10 yıldan beridir Meclis’te bekleyen, hükümet partileri ile ana muhalefetin “oybirliği” sağladığı bir yasayı Akıncı’nın geri çevirmesini isteyenler, aslında bir de son günlerde yaşananlara bakmalıdır…
Bir Emekli Tümamiral “Ekim ayındaki seçimlerde Akıncı’nın seçilmesi Türkiye’nin Doğu Akdeniz jeopolitiği için felakettir” şeklinde bir paylaşımda bulundu.
Emekli bir askerin düşüncesi bu… Hakaret etmeden, haksız ve söyledikleri mesnetsiz olsa da görüşünü dile getirdi…
Ama onun altına M. P. Adlı kişi şunu yazdı:
“Kolayı var. Yollayın 2 tane görevli Akıncı bi kazaya kurban gitsin.”
Bu yorumu yazan kişi, adı sanı belli bir Genel Kurmay ÖKK mensubu…
Yani; açıkça “gizli operasyon” öneriyor…
Bu kuru, basit bir “ölüm tehdidi” değil…
Sineye çekilecek, kabul edilebilecek bir durum değil bu…
Bu bir “hedef gösterme”dir…
“Durumdan vazife çıkarması muhtemel” kişilerden biri bir çılgınlık yapamaz mı? Türk coğrafyasında böylesi işlerin sayısı az mı?

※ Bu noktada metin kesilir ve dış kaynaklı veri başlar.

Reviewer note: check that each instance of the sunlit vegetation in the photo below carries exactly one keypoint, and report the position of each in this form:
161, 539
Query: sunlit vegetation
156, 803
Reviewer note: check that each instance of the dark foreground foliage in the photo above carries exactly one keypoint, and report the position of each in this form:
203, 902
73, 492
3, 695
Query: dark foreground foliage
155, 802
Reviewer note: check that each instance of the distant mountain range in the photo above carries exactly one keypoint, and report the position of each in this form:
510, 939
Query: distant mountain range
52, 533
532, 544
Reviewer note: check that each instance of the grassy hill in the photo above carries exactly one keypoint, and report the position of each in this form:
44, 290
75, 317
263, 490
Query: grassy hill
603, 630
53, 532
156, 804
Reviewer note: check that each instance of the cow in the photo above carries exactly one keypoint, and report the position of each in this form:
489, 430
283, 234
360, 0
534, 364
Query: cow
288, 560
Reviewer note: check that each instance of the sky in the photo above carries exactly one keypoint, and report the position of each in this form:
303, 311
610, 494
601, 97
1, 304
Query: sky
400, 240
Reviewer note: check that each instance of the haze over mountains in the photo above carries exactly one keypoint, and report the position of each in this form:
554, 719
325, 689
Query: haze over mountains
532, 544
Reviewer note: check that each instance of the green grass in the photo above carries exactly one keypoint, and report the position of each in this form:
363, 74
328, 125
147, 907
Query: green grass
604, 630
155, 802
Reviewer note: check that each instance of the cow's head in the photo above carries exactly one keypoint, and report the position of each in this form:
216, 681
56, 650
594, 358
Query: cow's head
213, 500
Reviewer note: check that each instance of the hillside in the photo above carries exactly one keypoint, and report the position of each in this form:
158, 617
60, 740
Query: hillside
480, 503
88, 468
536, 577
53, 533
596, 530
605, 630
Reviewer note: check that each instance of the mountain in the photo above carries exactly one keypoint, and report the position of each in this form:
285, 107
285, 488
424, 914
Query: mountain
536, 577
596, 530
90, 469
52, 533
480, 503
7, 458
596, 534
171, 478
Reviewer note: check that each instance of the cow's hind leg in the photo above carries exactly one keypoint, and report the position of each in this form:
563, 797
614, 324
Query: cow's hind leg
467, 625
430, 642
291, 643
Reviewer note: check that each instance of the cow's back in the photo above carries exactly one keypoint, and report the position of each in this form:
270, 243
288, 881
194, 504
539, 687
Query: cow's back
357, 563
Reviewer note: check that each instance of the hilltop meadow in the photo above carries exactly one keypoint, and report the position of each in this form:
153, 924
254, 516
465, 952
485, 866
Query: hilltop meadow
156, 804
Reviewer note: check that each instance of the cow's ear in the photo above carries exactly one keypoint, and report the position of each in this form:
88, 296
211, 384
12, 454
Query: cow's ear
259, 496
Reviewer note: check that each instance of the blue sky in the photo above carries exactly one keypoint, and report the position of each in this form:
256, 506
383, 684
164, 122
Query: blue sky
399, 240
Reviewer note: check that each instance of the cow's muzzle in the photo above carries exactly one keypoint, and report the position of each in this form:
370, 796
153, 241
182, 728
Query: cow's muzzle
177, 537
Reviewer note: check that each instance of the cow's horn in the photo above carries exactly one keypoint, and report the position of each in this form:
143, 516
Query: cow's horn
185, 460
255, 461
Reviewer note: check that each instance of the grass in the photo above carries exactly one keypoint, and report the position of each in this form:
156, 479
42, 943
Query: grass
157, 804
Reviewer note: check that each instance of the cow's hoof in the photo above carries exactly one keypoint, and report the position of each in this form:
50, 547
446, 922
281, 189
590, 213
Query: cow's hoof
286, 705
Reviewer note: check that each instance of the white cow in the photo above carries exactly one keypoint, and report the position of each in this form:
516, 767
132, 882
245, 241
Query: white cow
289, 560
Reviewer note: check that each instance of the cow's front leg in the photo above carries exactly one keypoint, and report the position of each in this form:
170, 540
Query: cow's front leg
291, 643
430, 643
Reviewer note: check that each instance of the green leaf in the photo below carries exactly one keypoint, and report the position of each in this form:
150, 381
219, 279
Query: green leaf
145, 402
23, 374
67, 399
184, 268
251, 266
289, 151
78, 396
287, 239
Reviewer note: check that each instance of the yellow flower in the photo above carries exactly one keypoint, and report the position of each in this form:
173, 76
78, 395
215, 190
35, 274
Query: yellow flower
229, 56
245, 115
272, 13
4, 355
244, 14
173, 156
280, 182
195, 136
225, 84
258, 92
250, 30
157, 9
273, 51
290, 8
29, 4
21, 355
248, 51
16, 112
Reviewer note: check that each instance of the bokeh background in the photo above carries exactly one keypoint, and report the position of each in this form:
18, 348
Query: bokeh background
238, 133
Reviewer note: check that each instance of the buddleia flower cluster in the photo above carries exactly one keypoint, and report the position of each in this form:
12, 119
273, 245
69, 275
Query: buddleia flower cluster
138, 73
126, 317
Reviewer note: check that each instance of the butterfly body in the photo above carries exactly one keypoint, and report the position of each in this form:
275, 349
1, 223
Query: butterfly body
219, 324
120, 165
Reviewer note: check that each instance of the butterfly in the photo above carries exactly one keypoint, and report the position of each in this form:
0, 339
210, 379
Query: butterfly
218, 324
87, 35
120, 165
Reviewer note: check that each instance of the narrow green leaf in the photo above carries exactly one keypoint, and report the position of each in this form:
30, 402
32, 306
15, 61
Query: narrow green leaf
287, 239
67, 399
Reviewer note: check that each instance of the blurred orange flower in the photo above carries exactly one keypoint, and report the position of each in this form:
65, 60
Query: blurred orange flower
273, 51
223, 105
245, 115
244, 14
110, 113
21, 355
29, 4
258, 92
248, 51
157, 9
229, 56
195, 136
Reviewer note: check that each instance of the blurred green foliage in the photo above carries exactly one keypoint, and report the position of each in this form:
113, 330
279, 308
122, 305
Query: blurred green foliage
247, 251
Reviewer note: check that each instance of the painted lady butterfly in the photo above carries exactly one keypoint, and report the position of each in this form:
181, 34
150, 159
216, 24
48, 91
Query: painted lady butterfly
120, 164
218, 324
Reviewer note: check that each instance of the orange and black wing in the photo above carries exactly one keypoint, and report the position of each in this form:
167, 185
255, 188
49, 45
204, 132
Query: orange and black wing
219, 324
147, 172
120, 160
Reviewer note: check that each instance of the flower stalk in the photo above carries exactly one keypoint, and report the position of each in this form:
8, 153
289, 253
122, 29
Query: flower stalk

Bu “tehdit”le ilgili Cumhurbaşkanı açıklama yaptığında ise, bunu küçümseyenler, seçimlere yoranlar oldu.
Sağdan, milliyetçi kesimden, çözüm karşıtlarından gelenleri bir kenara bırakıyorum…
Ama, CTP’li bazı kişilerin (E. Şahali, A. Candan, Ongun Talat) bu tehdidi sıradanlaştırmasına, küçümsemesine tepki duydum…
Bu ülkede Cumhurbaşkanı’na “dıştan” kimliği ve misyonu belli kişiler saldıracak, tehdit edecek ama bizimkiler bunu “sulandıracak…”
Cumhurbaşkanı’nın neden “hedef” gösterildiğine bakmayacak mısınız?
Bu işi topluma “şaka” gibi sunmak sizi yüceltir mi?
Hade; parti olarak sustunuz, ölüm tehdidi karşısında zerre kadar ses vermediniz, bunun siyasal nedenlerini anlamak zor değil. Ancak işin “ciddiyeti”ne gölge düşürme çabası tam bir siyasi fırsatçılık ve bağnazlıktır.
Şimdi; bütün bunlar yaşandıktan sonra, “keşke imzalamasaydı” diyebilir miyiz?